Now that I build sculptures at the scale of buildings, I have to create very accurate three-dimensional models. This required my studio to commission computer scientists around the world, because this turns out to be non-trivial, to model how each piece of twine and knot exists in three-dimensional space, how they change with gravity and with wind.
So, this has taken more than a dozen years, and as an artist, I never expected to have to be like a technology entrepreneur, but it turns out I have. So those models have never been visible to the public before.
My friends complain a lot that I make really large art that maybe a city can commission, but that people can't really have in their homes. So, that pushed me to think about what I could create that was the size that could fit in your home. It's the world premiere of cyanotypes, which are created from the digital reality of my work. So here you get to see this nature that is completely created digitally.
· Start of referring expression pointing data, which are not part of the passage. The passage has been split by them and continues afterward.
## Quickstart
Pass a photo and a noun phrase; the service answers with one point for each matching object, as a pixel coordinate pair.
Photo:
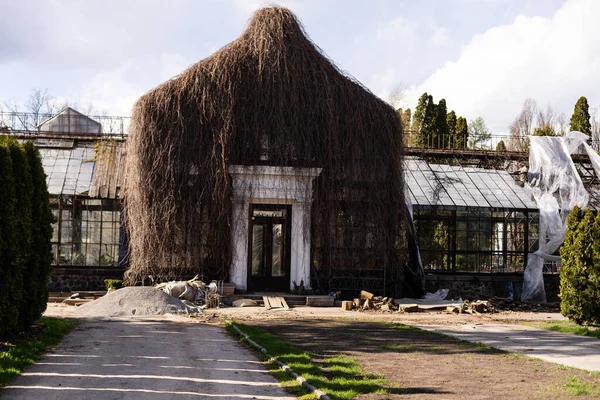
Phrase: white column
(300, 257)
(239, 244)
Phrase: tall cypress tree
(406, 119)
(580, 120)
(580, 271)
(441, 124)
(451, 123)
(10, 289)
(428, 126)
(417, 121)
(462, 133)
(41, 232)
(24, 195)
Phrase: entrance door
(269, 248)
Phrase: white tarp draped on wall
(557, 188)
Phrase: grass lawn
(569, 327)
(20, 353)
(340, 376)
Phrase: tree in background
(433, 126)
(595, 123)
(417, 121)
(462, 133)
(23, 218)
(405, 119)
(9, 276)
(580, 120)
(580, 270)
(545, 123)
(451, 122)
(478, 133)
(406, 122)
(441, 137)
(429, 125)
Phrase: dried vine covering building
(266, 165)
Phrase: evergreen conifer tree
(41, 233)
(451, 122)
(10, 284)
(441, 125)
(580, 120)
(24, 193)
(462, 133)
(580, 271)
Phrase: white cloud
(440, 37)
(554, 60)
(398, 29)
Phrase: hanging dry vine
(270, 97)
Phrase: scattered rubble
(435, 302)
(368, 301)
(195, 292)
(135, 300)
(245, 303)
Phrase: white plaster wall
(272, 185)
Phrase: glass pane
(277, 263)
(268, 213)
(258, 249)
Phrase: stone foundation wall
(68, 279)
(473, 286)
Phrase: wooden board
(275, 302)
(320, 301)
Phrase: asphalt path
(146, 359)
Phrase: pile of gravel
(134, 300)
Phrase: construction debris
(298, 289)
(244, 303)
(194, 292)
(275, 303)
(368, 301)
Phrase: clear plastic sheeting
(557, 188)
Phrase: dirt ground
(429, 366)
(417, 365)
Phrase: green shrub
(25, 234)
(22, 270)
(41, 234)
(580, 271)
(113, 284)
(10, 291)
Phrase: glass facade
(87, 232)
(476, 241)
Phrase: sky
(485, 57)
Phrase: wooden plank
(320, 301)
(275, 303)
(266, 302)
(366, 295)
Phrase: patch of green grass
(576, 387)
(340, 376)
(566, 327)
(27, 352)
(572, 327)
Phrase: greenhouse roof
(82, 168)
(456, 187)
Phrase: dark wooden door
(269, 248)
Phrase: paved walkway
(567, 349)
(148, 360)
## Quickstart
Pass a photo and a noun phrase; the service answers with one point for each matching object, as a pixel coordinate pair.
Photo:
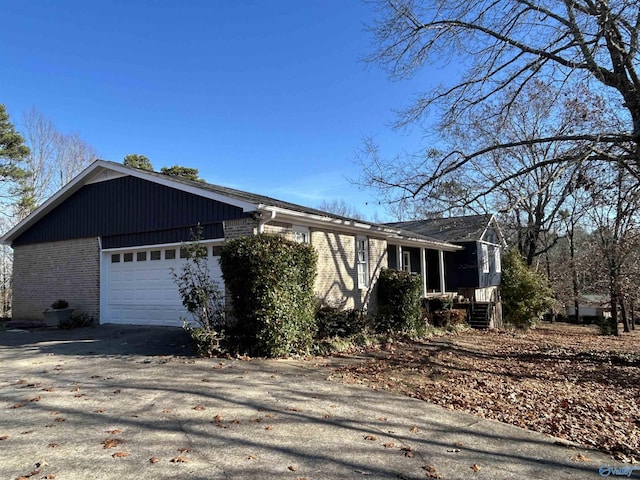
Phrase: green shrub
(271, 280)
(526, 294)
(399, 303)
(202, 298)
(77, 319)
(335, 322)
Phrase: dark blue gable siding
(130, 211)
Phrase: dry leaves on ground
(559, 379)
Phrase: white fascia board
(354, 226)
(99, 171)
(169, 182)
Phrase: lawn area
(561, 379)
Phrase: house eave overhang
(101, 170)
(354, 226)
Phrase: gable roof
(467, 228)
(269, 208)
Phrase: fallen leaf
(179, 460)
(112, 442)
(431, 471)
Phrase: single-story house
(107, 241)
(473, 271)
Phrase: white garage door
(139, 290)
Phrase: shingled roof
(467, 228)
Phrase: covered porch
(427, 259)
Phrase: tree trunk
(625, 319)
(614, 313)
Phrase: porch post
(441, 266)
(423, 269)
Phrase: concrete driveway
(116, 402)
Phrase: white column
(423, 269)
(441, 265)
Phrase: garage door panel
(144, 292)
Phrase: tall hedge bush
(271, 284)
(399, 302)
(526, 294)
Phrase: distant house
(474, 271)
(591, 306)
(108, 240)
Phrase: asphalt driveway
(115, 402)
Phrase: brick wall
(45, 272)
(336, 283)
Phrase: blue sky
(265, 96)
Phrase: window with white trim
(406, 261)
(300, 234)
(484, 257)
(362, 261)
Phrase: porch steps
(479, 315)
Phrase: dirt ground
(560, 379)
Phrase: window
(362, 261)
(300, 234)
(406, 261)
(484, 257)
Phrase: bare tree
(54, 159)
(503, 46)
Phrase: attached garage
(137, 287)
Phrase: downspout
(264, 221)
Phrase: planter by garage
(52, 317)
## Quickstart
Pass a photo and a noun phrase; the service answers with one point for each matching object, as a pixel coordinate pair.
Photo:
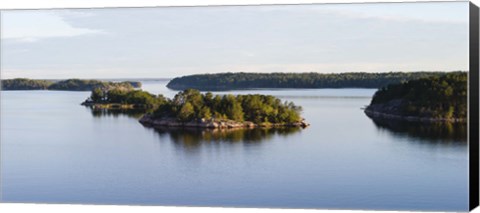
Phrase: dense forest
(190, 105)
(234, 81)
(70, 84)
(439, 97)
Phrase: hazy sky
(175, 41)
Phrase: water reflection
(134, 113)
(437, 132)
(192, 138)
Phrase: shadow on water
(134, 113)
(192, 138)
(438, 132)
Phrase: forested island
(437, 98)
(190, 108)
(69, 84)
(239, 81)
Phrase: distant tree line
(234, 81)
(433, 97)
(70, 84)
(190, 105)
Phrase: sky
(175, 41)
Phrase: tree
(186, 112)
(205, 113)
(97, 95)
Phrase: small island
(190, 108)
(244, 81)
(433, 99)
(67, 85)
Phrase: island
(432, 99)
(242, 81)
(190, 108)
(68, 85)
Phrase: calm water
(56, 151)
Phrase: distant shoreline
(382, 115)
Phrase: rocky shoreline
(148, 119)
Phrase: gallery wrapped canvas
(369, 106)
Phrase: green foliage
(70, 85)
(186, 113)
(97, 95)
(231, 81)
(190, 104)
(434, 97)
(120, 96)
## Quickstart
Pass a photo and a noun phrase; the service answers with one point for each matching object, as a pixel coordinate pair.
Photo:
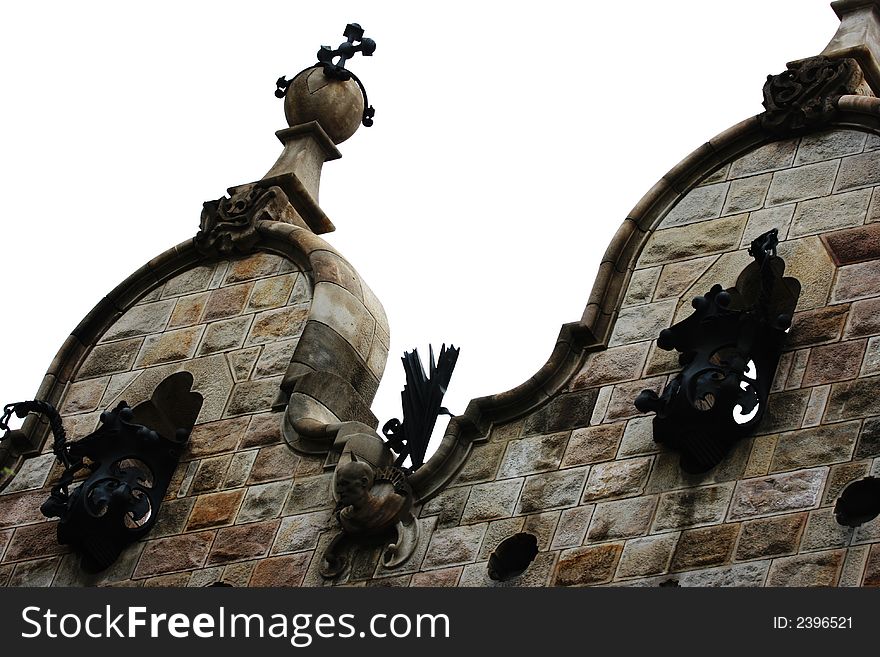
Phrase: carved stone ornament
(228, 225)
(729, 349)
(373, 502)
(804, 97)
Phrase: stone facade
(566, 457)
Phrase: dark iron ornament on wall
(729, 349)
(128, 468)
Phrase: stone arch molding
(336, 364)
(594, 330)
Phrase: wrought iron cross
(355, 43)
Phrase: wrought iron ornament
(804, 97)
(421, 397)
(729, 349)
(333, 63)
(129, 467)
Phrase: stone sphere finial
(337, 105)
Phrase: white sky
(510, 141)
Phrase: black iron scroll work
(421, 398)
(729, 348)
(129, 469)
(355, 43)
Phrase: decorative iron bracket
(729, 349)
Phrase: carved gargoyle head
(729, 349)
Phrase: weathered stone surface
(869, 440)
(646, 556)
(273, 463)
(622, 403)
(683, 242)
(491, 501)
(804, 182)
(857, 281)
(226, 302)
(215, 509)
(823, 532)
(617, 478)
(854, 245)
(167, 555)
(225, 335)
(770, 537)
(188, 310)
(454, 546)
(21, 508)
(587, 565)
(110, 358)
(192, 280)
(744, 574)
(784, 411)
(255, 266)
(816, 569)
(854, 399)
(300, 532)
(567, 411)
(34, 573)
(829, 144)
(33, 541)
(253, 396)
(170, 346)
(872, 567)
(834, 362)
(621, 519)
(271, 292)
(498, 531)
(215, 437)
(747, 194)
(275, 358)
(242, 361)
(830, 213)
(240, 468)
(263, 430)
(840, 476)
(141, 320)
(692, 507)
(638, 438)
(817, 326)
(288, 570)
(533, 454)
(775, 155)
(172, 517)
(210, 473)
(642, 322)
(612, 365)
(537, 574)
(482, 463)
(572, 527)
(447, 506)
(445, 577)
(677, 277)
(795, 491)
(760, 221)
(308, 494)
(592, 444)
(272, 325)
(641, 286)
(699, 204)
(33, 473)
(707, 546)
(817, 446)
(858, 171)
(552, 490)
(241, 542)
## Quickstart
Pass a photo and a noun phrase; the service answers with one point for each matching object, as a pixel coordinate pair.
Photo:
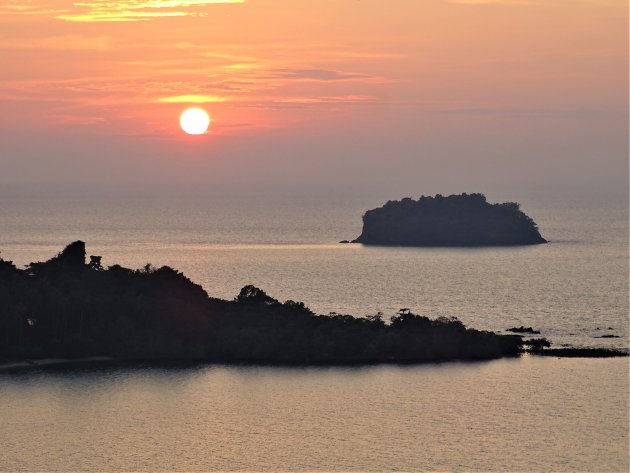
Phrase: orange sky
(426, 79)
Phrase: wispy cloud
(317, 74)
(62, 43)
(193, 98)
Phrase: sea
(525, 414)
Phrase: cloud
(136, 10)
(62, 43)
(493, 2)
(318, 74)
(193, 98)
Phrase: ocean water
(574, 289)
(508, 415)
(527, 414)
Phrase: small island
(456, 221)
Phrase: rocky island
(456, 220)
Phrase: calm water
(528, 414)
(507, 415)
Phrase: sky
(402, 96)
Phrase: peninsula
(456, 220)
(67, 308)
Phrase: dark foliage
(456, 220)
(68, 308)
(523, 329)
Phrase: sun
(194, 121)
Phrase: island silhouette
(455, 220)
(67, 308)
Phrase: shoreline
(20, 366)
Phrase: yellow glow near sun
(194, 121)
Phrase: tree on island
(456, 220)
(65, 307)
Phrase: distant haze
(341, 97)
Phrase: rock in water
(456, 220)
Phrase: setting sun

I'd like to ask you a question about a sculpture of yours that was at the St Pete Pier. It came down after the hurricane. The city of St Petersburg had commissioned that work. It's called ‘Bending Arc.' What's going on with the piece now?
Well, I'm glad that I have good news to share. They are hoping to get it refurbished and back within six months. So, fingers crossed.
I do want to clarify what happened. The City hired a national engineering firm, Stantec, to analyze what happened during the hurricane, and the report, which is public record, showed that my sculpture was properly engineered, and there was no fault at all with the sculpture; the cause was the lashings that connected my sculpture to the structural ropes above it.
The city hired a contractor, and basically, they didn't follow the instructions, and they use substandard materials and a quicker, faster method that, when the hurricane hit, didn't survive. So, it really was just a separation of the net sculpture from that structure.
So, it is repairable. They are on it, and hopefully it will get back for the public to enjoy very soon.
Janet Echelman: Radical Softness runs through April 26 at Sarasota Art Museum.